À Montsalvat, Kundry prévient les ordres et les souhaits des chevaliers du Graal ; chez Klingsor, elle est funeste à ceux qu’elle rencontre. Les chevaliers du Graal ignorent la mystérieuse dualité de son caractère. Pourtant certains d’entre eux gardent une défiance : « C’est une païenne, une magicienne », dit un des écuyers. Auprès de Klingsor, en effet, elle est Alcine, qui amollit les chevaliers ; elle est Armide, qui corrompt et perd les chevaliers de la Croix. Elle habite les jardins féeriques, elle revêt une beauté souveraine et fatale. Elle voudrait résister au mal, servir le bien, mais elle succombe, fait succomber autrui, et rit.

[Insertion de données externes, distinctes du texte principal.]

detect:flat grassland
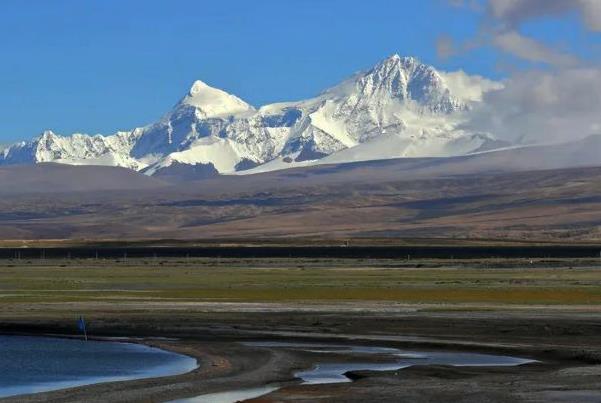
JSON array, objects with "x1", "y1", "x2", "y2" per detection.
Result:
[{"x1": 0, "y1": 258, "x2": 601, "y2": 310}]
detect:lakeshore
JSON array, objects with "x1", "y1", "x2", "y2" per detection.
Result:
[{"x1": 0, "y1": 258, "x2": 601, "y2": 402}]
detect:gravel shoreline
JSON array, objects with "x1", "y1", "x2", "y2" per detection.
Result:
[{"x1": 0, "y1": 312, "x2": 601, "y2": 402}]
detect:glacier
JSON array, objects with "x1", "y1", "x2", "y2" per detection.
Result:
[{"x1": 0, "y1": 54, "x2": 509, "y2": 175}]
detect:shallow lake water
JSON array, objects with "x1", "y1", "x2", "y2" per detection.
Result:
[
  {"x1": 0, "y1": 336, "x2": 198, "y2": 397},
  {"x1": 171, "y1": 341, "x2": 535, "y2": 403},
  {"x1": 245, "y1": 342, "x2": 534, "y2": 384}
]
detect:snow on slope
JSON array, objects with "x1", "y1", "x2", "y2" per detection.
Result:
[{"x1": 0, "y1": 55, "x2": 505, "y2": 175}]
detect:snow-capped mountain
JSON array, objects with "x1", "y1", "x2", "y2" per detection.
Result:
[{"x1": 0, "y1": 55, "x2": 507, "y2": 175}]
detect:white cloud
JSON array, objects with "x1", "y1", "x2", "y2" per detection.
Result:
[
  {"x1": 466, "y1": 68, "x2": 601, "y2": 144},
  {"x1": 488, "y1": 0, "x2": 601, "y2": 31},
  {"x1": 493, "y1": 31, "x2": 578, "y2": 66},
  {"x1": 440, "y1": 70, "x2": 503, "y2": 101}
]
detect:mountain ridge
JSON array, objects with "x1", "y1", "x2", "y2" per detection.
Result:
[{"x1": 0, "y1": 54, "x2": 524, "y2": 175}]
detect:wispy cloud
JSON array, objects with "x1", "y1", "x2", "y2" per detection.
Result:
[
  {"x1": 437, "y1": 0, "x2": 601, "y2": 143},
  {"x1": 437, "y1": 0, "x2": 601, "y2": 67},
  {"x1": 493, "y1": 31, "x2": 579, "y2": 67}
]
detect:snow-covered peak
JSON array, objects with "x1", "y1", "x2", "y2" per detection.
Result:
[
  {"x1": 178, "y1": 80, "x2": 254, "y2": 118},
  {"x1": 0, "y1": 54, "x2": 508, "y2": 178},
  {"x1": 356, "y1": 54, "x2": 467, "y2": 113}
]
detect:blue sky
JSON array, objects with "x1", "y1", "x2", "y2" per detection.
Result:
[{"x1": 0, "y1": 0, "x2": 598, "y2": 142}]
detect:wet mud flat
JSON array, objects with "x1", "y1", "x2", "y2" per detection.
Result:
[{"x1": 7, "y1": 312, "x2": 601, "y2": 402}]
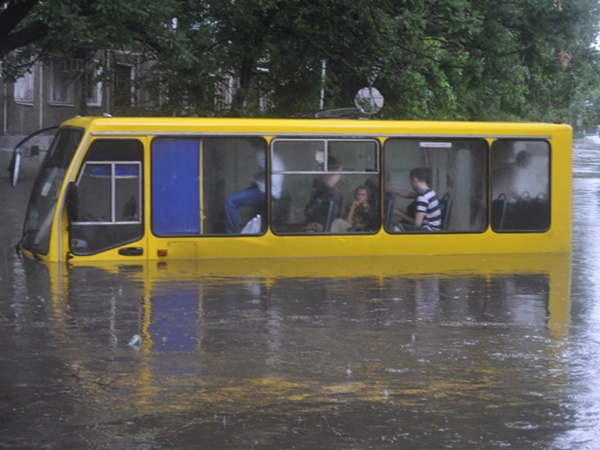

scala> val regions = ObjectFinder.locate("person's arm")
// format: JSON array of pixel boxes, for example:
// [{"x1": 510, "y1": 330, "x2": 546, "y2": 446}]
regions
[
  {"x1": 387, "y1": 188, "x2": 417, "y2": 198},
  {"x1": 413, "y1": 212, "x2": 425, "y2": 227},
  {"x1": 346, "y1": 200, "x2": 359, "y2": 223}
]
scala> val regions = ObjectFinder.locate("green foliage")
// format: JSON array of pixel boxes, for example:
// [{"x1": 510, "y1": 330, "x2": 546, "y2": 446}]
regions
[{"x1": 0, "y1": 0, "x2": 600, "y2": 122}]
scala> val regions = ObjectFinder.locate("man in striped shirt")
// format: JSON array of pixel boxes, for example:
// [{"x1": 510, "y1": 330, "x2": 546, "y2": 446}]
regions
[{"x1": 394, "y1": 168, "x2": 442, "y2": 231}]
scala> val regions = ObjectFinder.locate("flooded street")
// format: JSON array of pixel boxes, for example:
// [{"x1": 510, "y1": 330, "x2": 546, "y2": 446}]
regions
[{"x1": 0, "y1": 137, "x2": 600, "y2": 449}]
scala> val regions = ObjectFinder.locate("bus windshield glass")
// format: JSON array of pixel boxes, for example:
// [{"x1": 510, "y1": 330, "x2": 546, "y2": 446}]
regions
[{"x1": 21, "y1": 128, "x2": 83, "y2": 254}]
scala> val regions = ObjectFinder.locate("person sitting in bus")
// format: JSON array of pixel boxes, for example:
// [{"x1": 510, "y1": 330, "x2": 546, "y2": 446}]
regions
[
  {"x1": 394, "y1": 168, "x2": 442, "y2": 231},
  {"x1": 225, "y1": 150, "x2": 284, "y2": 234},
  {"x1": 330, "y1": 186, "x2": 377, "y2": 233},
  {"x1": 304, "y1": 156, "x2": 342, "y2": 231}
]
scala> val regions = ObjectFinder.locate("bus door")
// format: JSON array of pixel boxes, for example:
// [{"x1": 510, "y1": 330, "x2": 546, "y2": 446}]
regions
[{"x1": 67, "y1": 138, "x2": 147, "y2": 259}]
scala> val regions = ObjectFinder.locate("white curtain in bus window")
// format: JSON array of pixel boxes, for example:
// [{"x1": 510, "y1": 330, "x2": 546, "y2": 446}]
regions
[
  {"x1": 271, "y1": 138, "x2": 380, "y2": 234},
  {"x1": 70, "y1": 139, "x2": 143, "y2": 255},
  {"x1": 383, "y1": 137, "x2": 488, "y2": 233},
  {"x1": 490, "y1": 139, "x2": 550, "y2": 232}
]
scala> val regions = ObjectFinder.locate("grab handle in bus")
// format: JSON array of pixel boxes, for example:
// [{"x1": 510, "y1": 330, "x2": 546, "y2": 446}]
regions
[
  {"x1": 66, "y1": 181, "x2": 79, "y2": 222},
  {"x1": 119, "y1": 247, "x2": 144, "y2": 256}
]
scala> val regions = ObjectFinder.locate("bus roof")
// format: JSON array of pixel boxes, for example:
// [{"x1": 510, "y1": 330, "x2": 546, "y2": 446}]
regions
[{"x1": 62, "y1": 116, "x2": 572, "y2": 136}]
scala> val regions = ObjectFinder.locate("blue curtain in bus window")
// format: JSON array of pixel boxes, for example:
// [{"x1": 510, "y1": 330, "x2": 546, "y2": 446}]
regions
[{"x1": 152, "y1": 139, "x2": 200, "y2": 236}]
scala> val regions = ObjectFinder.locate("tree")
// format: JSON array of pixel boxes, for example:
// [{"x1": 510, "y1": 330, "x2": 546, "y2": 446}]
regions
[{"x1": 0, "y1": 0, "x2": 600, "y2": 121}]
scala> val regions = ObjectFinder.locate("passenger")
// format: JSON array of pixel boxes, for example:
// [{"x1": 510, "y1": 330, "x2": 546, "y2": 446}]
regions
[
  {"x1": 394, "y1": 168, "x2": 442, "y2": 231},
  {"x1": 331, "y1": 186, "x2": 377, "y2": 233},
  {"x1": 225, "y1": 150, "x2": 284, "y2": 234},
  {"x1": 304, "y1": 154, "x2": 342, "y2": 232}
]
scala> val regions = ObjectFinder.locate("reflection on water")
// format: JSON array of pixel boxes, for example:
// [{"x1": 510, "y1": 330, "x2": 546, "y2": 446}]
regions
[{"x1": 2, "y1": 251, "x2": 572, "y2": 448}]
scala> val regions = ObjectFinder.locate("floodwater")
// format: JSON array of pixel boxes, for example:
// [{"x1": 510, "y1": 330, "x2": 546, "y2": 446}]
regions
[{"x1": 0, "y1": 137, "x2": 600, "y2": 449}]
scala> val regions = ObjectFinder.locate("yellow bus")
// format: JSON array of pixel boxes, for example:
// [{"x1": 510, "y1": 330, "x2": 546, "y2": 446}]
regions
[{"x1": 14, "y1": 117, "x2": 572, "y2": 263}]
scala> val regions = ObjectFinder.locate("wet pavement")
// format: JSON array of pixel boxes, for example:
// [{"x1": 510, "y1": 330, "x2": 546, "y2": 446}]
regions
[{"x1": 0, "y1": 137, "x2": 600, "y2": 449}]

À chaque nouvelle défection des purs chevaliers, à chaque nouvelle victime qui tombe dans ses pièges, elle rit de ce rire maudit qui fait sa honte et son châtiment. Parce qu’elle a ri d’un rire stupide et criminel, il faut qu’elle rie encore ; parce qu’elle a laissé régner sur elle-même les passions, elle n’est pas encore affranchie ; elle est le jouet de ses passions et des volontés étrangères. Elle est, comme toute fée, esclave de la fatalité.

Kundry, repentante, est capable de beaucoup de bien et de beaucoup de mal, mais de plus de mal encore que de bien, de beaucoup plus de mal. Tout son effort pour le bien ne répare jamais une petite parcelle du mal commis. Tout son désir pour le bien ne l’empêche pas d’accomplir tout le mal que lui dicte son maître, l’enchanteur Klingsor. Le bien est le captif du mal dans l’âme de Kundry, et, lorsque l’enchanteur sera vaincu lui-même par une puissance supérieure à la sienne, le bien, dans l’âme de Kundry, sera délivré de l’oppression du mal.